Does anyone know an example of an infinite dimensional closed linear subspace $S$ of $X=c_0$ (with the sup norm) which is not isomorphic to $X$, i.e. there does not exist a linear one-to-one map $T$ from $X$ onto $S$ such that both $T$ and its inverse are continuous?
A closed subspace of $c_0$
-
0@Theo: Thanks very much for the references and additional info. That survey article looks great. – 2011-05-26
1 Answers
For every sequence $(E_n)$ of finite dimensional Banach spaces and every $\epsilon >0$, there exists a subspace $X$ of $c_0$ that is $(1+\epsilon)$-isomorphic to the $c_0$-sum $(\bigoplus_n E_n)_{c_0}$.

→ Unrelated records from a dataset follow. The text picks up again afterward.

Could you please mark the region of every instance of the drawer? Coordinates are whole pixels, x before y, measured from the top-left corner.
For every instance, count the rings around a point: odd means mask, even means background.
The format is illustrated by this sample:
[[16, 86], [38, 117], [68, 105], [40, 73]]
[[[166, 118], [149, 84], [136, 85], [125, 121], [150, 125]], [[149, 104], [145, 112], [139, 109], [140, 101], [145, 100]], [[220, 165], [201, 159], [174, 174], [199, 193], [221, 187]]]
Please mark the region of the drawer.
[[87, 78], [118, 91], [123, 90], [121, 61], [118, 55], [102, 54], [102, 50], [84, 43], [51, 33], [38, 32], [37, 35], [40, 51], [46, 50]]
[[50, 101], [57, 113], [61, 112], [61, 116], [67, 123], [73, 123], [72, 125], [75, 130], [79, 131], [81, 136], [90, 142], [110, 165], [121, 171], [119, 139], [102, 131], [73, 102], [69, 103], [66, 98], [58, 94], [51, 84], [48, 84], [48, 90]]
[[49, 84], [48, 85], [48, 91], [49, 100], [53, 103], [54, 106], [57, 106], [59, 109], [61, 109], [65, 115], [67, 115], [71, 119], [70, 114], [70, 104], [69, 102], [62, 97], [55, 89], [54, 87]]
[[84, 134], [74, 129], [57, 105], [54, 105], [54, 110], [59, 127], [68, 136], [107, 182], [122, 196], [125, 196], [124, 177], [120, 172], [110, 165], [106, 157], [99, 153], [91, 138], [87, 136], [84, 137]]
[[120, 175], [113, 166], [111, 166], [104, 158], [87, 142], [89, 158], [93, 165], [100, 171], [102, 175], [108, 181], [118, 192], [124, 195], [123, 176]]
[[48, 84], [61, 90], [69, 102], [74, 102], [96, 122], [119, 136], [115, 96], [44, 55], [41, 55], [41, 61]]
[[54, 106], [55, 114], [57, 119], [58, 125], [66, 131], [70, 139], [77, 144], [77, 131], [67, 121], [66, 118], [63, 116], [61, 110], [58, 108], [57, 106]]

To see this, observe that given a finite-dimensional Banach space $E$ there is $N\in \mathbb{N}$ so large that $E$ $(1+\epsilon)$-embeds into $\ell_\infty^N$ (take $N$ to be the cardinality of a $\delta$-net in the unit ball of $E$, where $\delta$ depends on $\epsilon$). Thus $E$ $(1+\epsilon)$-embeds into $c_0$, and the claim above follows easily.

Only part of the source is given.